Blonden anderer Stelle
ausgestellt
- Artist / Artist group
Georg Baselitz
- Title
- Blonden anderer Stelle
- Year
- 1992
- Category
- Painting
- Format
- Oil Painting
- Material / Technique
oil on canvas
- Dimensions / Duration
- 290 x 290 cm
- Collection
ZKM | Center for Art and Media Karlsruhe
- Description
Just as Roy Lichtenstein made the comic strip, Andy Warhol the screen print and Yves Klein the blue the signature of their works, Georg Baselitz has been turning his works 180 degrees since 1969. The painter turns his motifs upside down. In this way, what is depicted recedes into the background and the painterly aspect - form and colour effect - becomes the focus of attention.

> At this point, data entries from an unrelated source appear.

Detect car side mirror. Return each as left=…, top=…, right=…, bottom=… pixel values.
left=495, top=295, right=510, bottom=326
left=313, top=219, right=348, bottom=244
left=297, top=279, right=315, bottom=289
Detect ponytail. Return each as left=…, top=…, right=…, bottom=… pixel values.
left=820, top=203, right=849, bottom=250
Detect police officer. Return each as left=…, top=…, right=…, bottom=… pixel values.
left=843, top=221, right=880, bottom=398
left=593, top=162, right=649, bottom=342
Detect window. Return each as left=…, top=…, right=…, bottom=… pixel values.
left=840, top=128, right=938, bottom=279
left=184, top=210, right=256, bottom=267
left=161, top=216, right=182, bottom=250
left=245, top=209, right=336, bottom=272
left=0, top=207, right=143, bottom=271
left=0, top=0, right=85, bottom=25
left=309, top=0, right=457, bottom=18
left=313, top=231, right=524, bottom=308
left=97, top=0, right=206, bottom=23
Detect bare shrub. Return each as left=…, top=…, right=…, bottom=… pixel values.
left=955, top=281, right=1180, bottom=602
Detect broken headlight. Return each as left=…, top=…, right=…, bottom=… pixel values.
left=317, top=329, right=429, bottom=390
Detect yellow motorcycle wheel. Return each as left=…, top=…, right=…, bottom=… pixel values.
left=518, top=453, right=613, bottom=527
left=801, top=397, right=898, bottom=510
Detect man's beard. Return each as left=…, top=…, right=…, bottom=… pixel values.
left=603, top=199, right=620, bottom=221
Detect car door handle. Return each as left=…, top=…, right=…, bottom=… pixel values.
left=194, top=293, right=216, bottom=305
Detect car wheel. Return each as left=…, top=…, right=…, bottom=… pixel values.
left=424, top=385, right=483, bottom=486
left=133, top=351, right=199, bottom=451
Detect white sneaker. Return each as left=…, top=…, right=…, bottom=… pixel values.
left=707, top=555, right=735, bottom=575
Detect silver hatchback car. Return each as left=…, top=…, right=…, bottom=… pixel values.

This is not the only reason why the oil painting ‘Blonden anderer Stelle’ from 1992 cannot be referenced. The work, which appears to be a continuation of Baselitz's earlier portrait paintings, barely hints at any figurative elements. Only the title of the almost three metre high and wide large format still refers to a motif. Yellow, green, blue and red-violet patches of colour are layered on top of each other in thick, coarse brushstrokes. Framed by a broad black line on which the imprints of the painter's shoes can be seen, they merge into a conglomerate of colour impressions. The structure of the work is reminiscent of ‘Das Malerbild’, which is in the collection of Staatsgalerie Stuttgart. It opens up a 450 cm wide panorama in which individual portraits and objects appear upside down, separated from each other by broad black coloured areas. There, the portraits of three blonde women are still recognisable; in ‘Blonden anderer Stelle’ they can only be imagined in the yellow colour fields. The content seems to have given way entirely to the impression.